The fact that speed to sale is everything is “a sign of the times,” acknowledges Justin Elliott, marketing executive at Corpdata. “Clients are looking to close the sale as early as possible. As soon as marketing has got a lead and qualified it, they are sending them to sales.”
He says some companies are taking that process even further so marketing takes on the pre-sales element, leaving sales as a pure closer, rather than sales taking over the qualifying steps. “Sales and marketing have the same target – to get more sales and business. So they are both looking to get better qualified data,” says Elliott.
Corpdata has enhanced its data set with risk information in the last few months to enable this change. Elliott also notes that more clients are taking 12 month data licences, rather than one-time usage deals, so they can do more profiling and development before the sales team gets to work.

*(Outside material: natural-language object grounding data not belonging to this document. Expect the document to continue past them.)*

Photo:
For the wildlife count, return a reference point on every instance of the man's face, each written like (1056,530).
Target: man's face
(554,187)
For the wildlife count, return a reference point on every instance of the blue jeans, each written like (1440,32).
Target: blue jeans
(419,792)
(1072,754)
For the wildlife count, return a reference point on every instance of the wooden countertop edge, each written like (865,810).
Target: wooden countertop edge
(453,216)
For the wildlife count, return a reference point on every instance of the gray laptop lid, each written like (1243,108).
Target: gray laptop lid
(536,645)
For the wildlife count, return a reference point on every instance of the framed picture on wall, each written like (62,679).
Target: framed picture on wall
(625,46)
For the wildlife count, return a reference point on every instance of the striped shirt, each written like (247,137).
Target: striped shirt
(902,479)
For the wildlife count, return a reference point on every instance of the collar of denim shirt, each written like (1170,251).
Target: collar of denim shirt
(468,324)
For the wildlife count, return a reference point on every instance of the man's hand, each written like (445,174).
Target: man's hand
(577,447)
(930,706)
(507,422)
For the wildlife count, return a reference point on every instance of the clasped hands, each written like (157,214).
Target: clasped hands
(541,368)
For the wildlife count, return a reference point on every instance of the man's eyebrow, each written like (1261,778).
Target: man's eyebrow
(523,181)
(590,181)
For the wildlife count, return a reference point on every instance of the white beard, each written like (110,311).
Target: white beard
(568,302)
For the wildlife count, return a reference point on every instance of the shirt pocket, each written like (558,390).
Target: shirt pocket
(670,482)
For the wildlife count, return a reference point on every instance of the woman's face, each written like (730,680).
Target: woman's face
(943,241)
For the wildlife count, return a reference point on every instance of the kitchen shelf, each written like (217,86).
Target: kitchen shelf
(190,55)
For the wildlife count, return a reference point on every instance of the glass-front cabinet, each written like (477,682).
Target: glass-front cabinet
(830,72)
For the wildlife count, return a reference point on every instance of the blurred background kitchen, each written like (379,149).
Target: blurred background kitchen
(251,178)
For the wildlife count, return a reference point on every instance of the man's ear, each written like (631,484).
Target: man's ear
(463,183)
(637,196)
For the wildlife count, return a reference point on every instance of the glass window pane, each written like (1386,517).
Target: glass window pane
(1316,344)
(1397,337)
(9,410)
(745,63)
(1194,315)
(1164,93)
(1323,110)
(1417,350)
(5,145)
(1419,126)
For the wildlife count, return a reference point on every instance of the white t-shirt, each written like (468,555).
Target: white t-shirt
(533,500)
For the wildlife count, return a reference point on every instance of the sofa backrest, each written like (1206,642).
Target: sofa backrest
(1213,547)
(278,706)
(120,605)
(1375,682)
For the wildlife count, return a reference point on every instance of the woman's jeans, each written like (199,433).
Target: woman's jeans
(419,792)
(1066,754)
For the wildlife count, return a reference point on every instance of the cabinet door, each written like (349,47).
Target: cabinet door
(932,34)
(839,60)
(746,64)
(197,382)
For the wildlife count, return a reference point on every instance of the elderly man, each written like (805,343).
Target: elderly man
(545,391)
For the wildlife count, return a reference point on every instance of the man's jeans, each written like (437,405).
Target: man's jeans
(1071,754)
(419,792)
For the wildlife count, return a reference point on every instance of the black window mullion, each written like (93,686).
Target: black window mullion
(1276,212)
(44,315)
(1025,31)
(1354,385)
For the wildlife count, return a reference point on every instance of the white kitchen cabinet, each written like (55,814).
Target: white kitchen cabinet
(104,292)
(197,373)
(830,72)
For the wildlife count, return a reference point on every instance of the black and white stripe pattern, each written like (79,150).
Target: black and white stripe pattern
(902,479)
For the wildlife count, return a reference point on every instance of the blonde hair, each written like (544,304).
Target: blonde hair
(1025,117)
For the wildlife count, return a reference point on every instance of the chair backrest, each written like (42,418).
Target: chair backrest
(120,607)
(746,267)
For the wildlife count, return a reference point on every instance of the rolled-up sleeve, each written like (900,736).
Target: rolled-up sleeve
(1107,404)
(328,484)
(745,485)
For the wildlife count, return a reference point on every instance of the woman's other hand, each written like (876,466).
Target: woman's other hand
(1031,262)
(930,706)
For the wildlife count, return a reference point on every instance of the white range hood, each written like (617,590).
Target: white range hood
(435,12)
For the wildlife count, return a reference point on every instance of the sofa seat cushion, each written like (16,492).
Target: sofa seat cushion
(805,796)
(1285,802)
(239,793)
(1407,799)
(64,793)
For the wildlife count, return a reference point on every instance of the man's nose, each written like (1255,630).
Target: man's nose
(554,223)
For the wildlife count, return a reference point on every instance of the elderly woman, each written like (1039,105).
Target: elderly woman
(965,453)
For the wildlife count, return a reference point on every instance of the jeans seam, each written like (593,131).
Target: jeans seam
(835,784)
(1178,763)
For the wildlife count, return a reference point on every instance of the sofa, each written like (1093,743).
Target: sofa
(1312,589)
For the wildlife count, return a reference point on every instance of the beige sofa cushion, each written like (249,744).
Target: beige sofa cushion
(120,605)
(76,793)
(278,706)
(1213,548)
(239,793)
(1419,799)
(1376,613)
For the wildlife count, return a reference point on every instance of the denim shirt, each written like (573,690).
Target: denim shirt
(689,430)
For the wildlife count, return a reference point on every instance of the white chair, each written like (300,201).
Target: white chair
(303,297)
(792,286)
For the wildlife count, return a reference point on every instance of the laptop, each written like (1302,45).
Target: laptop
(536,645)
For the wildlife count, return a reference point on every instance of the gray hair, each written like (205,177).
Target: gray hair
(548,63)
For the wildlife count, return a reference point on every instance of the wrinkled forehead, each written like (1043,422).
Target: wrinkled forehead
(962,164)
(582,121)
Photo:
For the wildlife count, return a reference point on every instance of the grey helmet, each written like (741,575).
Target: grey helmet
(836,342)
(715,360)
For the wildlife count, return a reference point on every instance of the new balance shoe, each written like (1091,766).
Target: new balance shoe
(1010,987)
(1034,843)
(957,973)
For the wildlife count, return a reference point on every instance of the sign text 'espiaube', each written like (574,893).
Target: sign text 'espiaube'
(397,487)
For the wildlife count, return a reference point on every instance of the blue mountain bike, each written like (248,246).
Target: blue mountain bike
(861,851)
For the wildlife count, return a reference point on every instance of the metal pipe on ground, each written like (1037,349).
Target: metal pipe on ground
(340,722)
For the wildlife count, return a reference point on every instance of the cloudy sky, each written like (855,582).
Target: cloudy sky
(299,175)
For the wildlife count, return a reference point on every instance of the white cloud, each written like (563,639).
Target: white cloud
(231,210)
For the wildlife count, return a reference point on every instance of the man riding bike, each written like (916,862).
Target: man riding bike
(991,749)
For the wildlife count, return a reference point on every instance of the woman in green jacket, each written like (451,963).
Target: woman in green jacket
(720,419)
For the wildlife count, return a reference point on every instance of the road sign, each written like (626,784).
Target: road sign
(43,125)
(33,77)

Paul Westcott, head of products and services at ICC, believes that the long-term impact on business processes of the new market conditions will not just be limited to sales and marketing working more closely together. “Financial directors and sales directors have never been as closely aligned as they have become in the last 18 to 24 months,” he says. “There is no point trying to develop business that could go bad.”
“In the past, sales directors used to call financial directors ‘the sales disabler’. Now they are more aligned to ensure that sales efforts are giving the right outcomes,” he says. His company has credit and risk information within its marketing services proposition to provide credit scores and payment histories.
This is important not just as a negative filter, but also for positive targeting. “The cashflow relationship is an important consideration. You may have good payers you can extend credit to, while selling goods on different credit terms to others who pay less well,” says Westcott.
Perfect data has always been an objective for data owners, ensuring they get the contact information and demographics exactly right. With the overlaying of financial and risk parameters, they are moving beyond this quality consideration and towards a more complex goal – providing data that is fit for purpose. As sales and marketing collapse into each other, that is becoming a more difficult definition to agree on.